The
tit-for-tat move potentially gives Chinese negotiators leverage
in talks with the EU on reducing or eliminating the tariffs of
up to 35.3% on Chinese EVs, which would take effect at the end
of this month.
The brandy tariffs are provisional and require importers to make
a deposit with the Chinese customs agency for the amount of the
tariff, starting Friday.
The announcement followed a preliminary finding by China's
Commerce Ministry in late August that European brandy was being
dumped in China, threatening “substantial damage” to domestic
producers.
China has opened a series of anti-dumping investigations into
European brandy, pork and dairy products as a now year-old EU
investigation into Chinese EV exports has progressed through
various stages.
The brandy probe was the first and targeted mainly French makers
of cognac and similar spirits such as Armagnac.
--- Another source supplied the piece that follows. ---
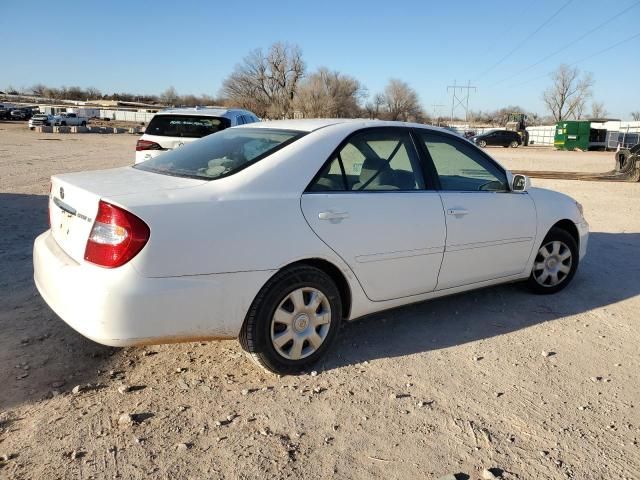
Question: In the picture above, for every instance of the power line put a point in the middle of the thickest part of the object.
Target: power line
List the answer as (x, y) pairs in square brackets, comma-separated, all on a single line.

France has
supported the investigation into Chinese-made EVs, while
Germany, whose automakers fear retaliation in the Chinese
market, has opposed it.
China is studying whether to raise tariffs on imported cars with
large engines, a Commerce Ministry spokesperson confirmed
Tuesday in an online report from state broadcaster CCTV.
The provisional tariffs on brandy vary by brand, similar to the
EU duties on electric cars made in China. For example, Martell
products face a 30.6% tariff versus 38.1% for Remy Martin and
39% for Hennessey. The tariffs are being imposed on dozens of
companies, including some Spanish makers.
French President Emmanuel Macron presented Chinese leader Xi
Jinping with two bottles of cognac when the two exchanged gifts
during Xi's state visit to France in May.